Chess Titans is a chess video game with 3D graphics developed by Oberon Games and included in Windows Vista and Windows 7 Home Premium, Professional, Enterprise, and Ultimate. It is a fully 3D animated, photorealistic interactive chess game with ten difficulty levels when played against the computer. It can be played by two participants, or one player against the computer.

==History==
The game was publicly introduced in Windows Vista build 5219.

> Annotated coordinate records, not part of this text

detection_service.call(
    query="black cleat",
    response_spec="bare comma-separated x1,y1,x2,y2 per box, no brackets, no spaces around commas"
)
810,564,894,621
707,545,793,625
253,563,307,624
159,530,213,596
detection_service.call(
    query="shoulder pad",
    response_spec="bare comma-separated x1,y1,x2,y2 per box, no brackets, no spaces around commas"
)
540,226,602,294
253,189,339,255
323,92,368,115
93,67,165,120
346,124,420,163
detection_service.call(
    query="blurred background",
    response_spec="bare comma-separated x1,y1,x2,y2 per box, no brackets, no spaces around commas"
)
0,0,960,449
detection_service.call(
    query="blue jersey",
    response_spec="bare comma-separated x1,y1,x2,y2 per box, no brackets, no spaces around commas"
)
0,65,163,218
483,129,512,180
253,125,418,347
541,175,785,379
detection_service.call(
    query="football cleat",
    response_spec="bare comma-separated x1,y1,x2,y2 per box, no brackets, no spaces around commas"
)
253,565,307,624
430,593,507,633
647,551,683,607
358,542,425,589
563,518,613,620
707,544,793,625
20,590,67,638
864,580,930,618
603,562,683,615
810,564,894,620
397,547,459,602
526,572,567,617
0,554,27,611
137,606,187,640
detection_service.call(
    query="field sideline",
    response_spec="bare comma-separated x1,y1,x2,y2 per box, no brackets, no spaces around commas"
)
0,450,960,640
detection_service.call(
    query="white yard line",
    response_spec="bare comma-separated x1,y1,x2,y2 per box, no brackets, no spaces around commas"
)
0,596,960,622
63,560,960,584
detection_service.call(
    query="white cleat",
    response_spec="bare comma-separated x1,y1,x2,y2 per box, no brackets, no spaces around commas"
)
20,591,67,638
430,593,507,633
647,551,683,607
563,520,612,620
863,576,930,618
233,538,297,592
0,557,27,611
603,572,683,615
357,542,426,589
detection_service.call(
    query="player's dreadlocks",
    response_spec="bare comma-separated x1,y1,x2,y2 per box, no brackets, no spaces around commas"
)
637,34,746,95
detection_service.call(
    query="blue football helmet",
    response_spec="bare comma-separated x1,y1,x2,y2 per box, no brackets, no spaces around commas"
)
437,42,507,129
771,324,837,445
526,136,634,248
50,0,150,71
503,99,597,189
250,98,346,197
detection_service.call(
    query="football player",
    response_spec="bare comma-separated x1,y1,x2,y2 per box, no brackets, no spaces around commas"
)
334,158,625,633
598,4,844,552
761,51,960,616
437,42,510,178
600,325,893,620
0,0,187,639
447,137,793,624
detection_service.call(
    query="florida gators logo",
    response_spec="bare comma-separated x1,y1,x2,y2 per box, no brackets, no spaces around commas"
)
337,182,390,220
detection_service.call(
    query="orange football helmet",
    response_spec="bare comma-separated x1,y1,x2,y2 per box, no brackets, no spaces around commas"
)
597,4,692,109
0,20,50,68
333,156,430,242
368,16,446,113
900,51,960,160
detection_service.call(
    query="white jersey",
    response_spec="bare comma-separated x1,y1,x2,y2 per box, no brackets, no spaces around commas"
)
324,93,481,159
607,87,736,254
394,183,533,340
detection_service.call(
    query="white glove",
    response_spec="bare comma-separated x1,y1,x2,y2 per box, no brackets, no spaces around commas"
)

Another chess program by Microsoft known simply as Chess was bundled in Microsoft Entertainment Pack 4 for earlier versions of Windows in 1992. It was developed by David Norris, a former Microsoft employee and author of the chess engine "Ziggurat".

==Graphics==
The game is fully animated and designed for demonstrating the hardware-accelerated graphics capabilities of the earlier Windows Presentation Foundation in Windows Vista. The game features a photorealistic board which can be rotated in 3D, and themes are available for the chess pieces and board. The game showcases the 3D capabilities of Vista on the desktop.

==Gameplay==
The game can be played with either a mouse and a keyboard or any gamepad controller for Windows. It can also be played through Windows Media Center, using the remote control provided with TV Tuner Cards, and certain laptops as well.

On each player's turn, Chess Titans displays the last move made by the opponent. The player can also click on a chess piece to highlight all valid moves for that piece. These features can be turned off in the Options dialog box.

===Player vs. computer===

- Chess Titans has ten difficulty levels, which can be selected from the Options dialog box. The player can also choose whether to play as black or white. When playing against the computer for the first time, the player is prompted to choose an initial difficulty level of Beginner (level 2), Intermediate (level 5), or Advanced (level 8).

Chess Titans keeps a record of how many games the player has won, drawn, and lost against the computer at each difficulty level. The statistics can be reset, however, it does not calculate Elo numbers or, since the player can play against the computer, approximations thereof.

===Player vs. player===
In a two-player game, the chess board automatically turns 180 degrees for the opposite player after each move. This option can be turned off. Chess Titans saves all two-player game scores.